Structure and usage of folders in linux:

/Bin: binary executable command.

/Dev: special file of the device.

/Etc: system management and configuration files.

/Etc/rc. d: configuration file and script to be started.

/Home: the base point of the user's home directory. For example, if the user's home directory is/home/user, you can use ~ User.

/Lib: The standard programming library, also known as the dynamic link shared library, works similar to. dll files in windows.

/Sbin: System Management command, which stores the management program used by the system administrator.

/Tmp: A Public temporary file storage point.

/Root: main directory of the system administrator.

/Mnt: The system provides this directory for users to temporarily Mount other file systems.

/Lost + found: This directory is usually empty, and the system shuts down abnormally, leaving the "Homeless" file here.

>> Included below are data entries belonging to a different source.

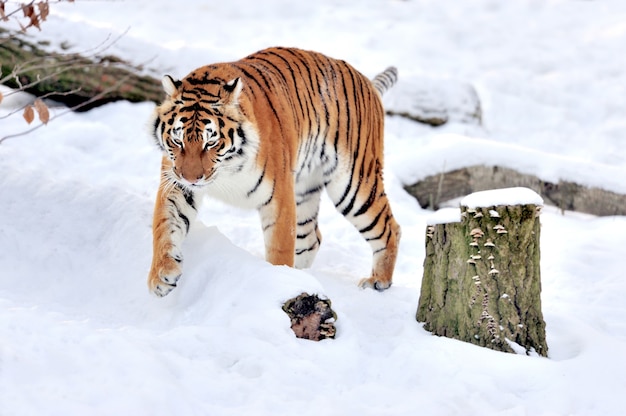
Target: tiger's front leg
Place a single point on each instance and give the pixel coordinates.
(173, 213)
(278, 219)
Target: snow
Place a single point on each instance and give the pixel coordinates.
(80, 334)
(506, 196)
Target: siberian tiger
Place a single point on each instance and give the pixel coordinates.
(270, 132)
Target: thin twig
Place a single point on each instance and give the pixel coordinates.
(19, 110)
(69, 110)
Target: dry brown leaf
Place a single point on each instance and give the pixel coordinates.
(44, 10)
(3, 15)
(29, 114)
(28, 9)
(42, 111)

/Proc: virtual directory, which is the system memory ing. You can directly access this directory to obtain system information.

/Var: overflow areas of some large files, such as log files of various services.

/Usr: the largest directory. Almost all the applications and files to be used are in this directory. Including:

/Usr/x11r6: directory for storing x Windows.

/Usr/bin: a large number of applications.

/Usr/sbin: hyperuser management programs.

/Usr/doc: linux document.

/Usr/include: header files required for developing and compiling applications in linux.

/Usr/lib: common dynamic link library and software package configuration files.

/Usr/man: help document.

/Usr/src: source code. The source code of the linux kernel is stored in/usr/src/linux.

/Usr/local/bin: commands added locally.

/Usr/local/lib: added local root file system.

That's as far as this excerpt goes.